Henri Rivers: Within the National Brotherhood of Skiers, we have an Olympic Scholarship Fund that supports our team, NBS. This year, Team NBS is comprised of 23 athletes in many disciplines, from mogul skiing, to snowboarding, to freeskiing, to alpine skiing. With that said, we have three athletes that are on the radar for 2026. One is a snowboarder, Brian Rice. He is doing quite well.
Then we have a couple of freeskiers, Keagan Supple and Bogale Giddings. Then we have this phenomenal, young, female mogul skier, but she's 13 right now. I don't think her dad is going to push her or want her to participate in 2026. She'll be 16. That could change. I don't know.
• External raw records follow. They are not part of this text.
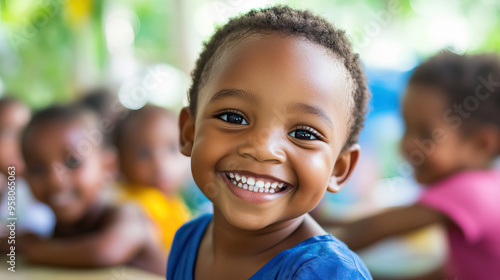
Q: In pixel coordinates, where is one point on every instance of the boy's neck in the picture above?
(228, 241)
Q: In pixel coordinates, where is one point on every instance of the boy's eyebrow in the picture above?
(234, 93)
(306, 108)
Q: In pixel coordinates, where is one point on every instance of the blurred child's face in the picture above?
(63, 170)
(151, 156)
(274, 114)
(12, 121)
(431, 143)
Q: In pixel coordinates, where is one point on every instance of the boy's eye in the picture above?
(143, 153)
(232, 118)
(303, 134)
(72, 162)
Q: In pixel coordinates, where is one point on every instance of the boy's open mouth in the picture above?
(257, 185)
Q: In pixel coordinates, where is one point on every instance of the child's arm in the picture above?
(117, 243)
(367, 231)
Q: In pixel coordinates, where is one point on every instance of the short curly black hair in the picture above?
(289, 22)
(469, 81)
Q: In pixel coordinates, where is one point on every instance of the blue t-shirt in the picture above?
(319, 257)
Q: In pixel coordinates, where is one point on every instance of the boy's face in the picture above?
(151, 156)
(276, 110)
(12, 121)
(64, 169)
(432, 142)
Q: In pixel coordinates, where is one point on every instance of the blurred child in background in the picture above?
(451, 112)
(152, 167)
(68, 167)
(32, 216)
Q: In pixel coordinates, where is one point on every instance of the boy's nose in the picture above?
(265, 146)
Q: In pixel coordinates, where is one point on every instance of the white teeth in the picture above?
(259, 184)
(251, 184)
(251, 181)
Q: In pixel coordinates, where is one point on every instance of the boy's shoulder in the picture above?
(319, 257)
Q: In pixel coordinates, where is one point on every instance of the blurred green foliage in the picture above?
(52, 49)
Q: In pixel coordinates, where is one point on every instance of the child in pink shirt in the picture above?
(451, 112)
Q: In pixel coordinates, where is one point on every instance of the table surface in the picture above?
(32, 272)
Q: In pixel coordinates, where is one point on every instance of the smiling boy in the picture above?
(276, 106)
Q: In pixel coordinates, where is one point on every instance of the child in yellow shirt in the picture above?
(152, 167)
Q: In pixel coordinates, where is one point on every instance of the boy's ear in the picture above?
(343, 168)
(186, 128)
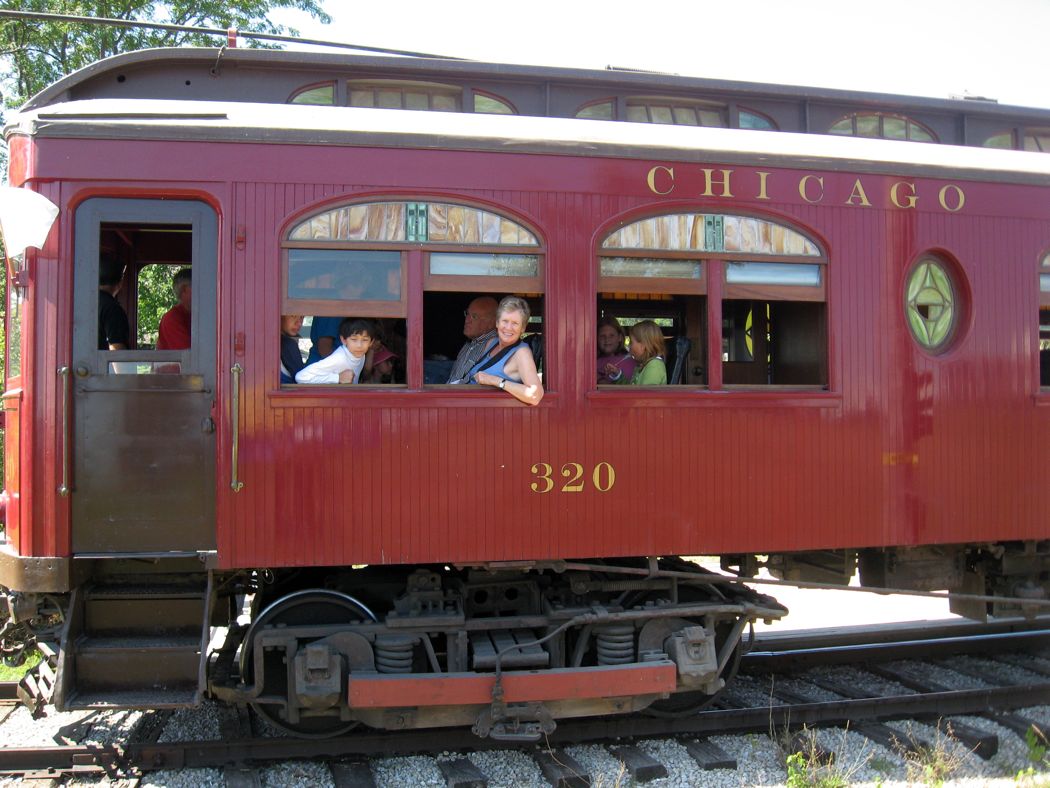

If she were to compete, if she does make the team, she would be someone to definitely watch. This girl is phenomenal. Her name is Ava Keenan.
Dr. Melissa Harris-Perry: For folks who are listening right now, who are saying, "Hey, either it's been a long time since I've skied or I haven't ever learned, but I'd love to get involved in this kind of space," what do they do? How can they get involved?
Henri Rivers: You find a club that's in your area. They will guide you on everything. There's someone in that club that can assist you with learning the dos and the don'ts, and familiarizing you with taking your first ski trip.
Dr. Melissa Harris-Perry: Henri Rivers is President of the National Brotherhood of Snowsports. Thanks so much for joining us today.
Henri Rivers: Thank you for having me.
Dr. Melissa Harris-Perry: In 2019, the founders of the National Brotherhood of Skiers, Benjamin Finley and Arthur Clay, were inducted into the US Ski and Snowboard Hall of Fame for their "foundational and five-decade long role in nurturing the National Brotherhood of Skiers". The organization also made good on supporting Black skiers who were Olympic hopefuls like Bonnie St. John, who became the first Black American to medal in the 1984 Paralympic Games. She won two bronze and one silver medal in Para Alpine Skiing. We love to see it.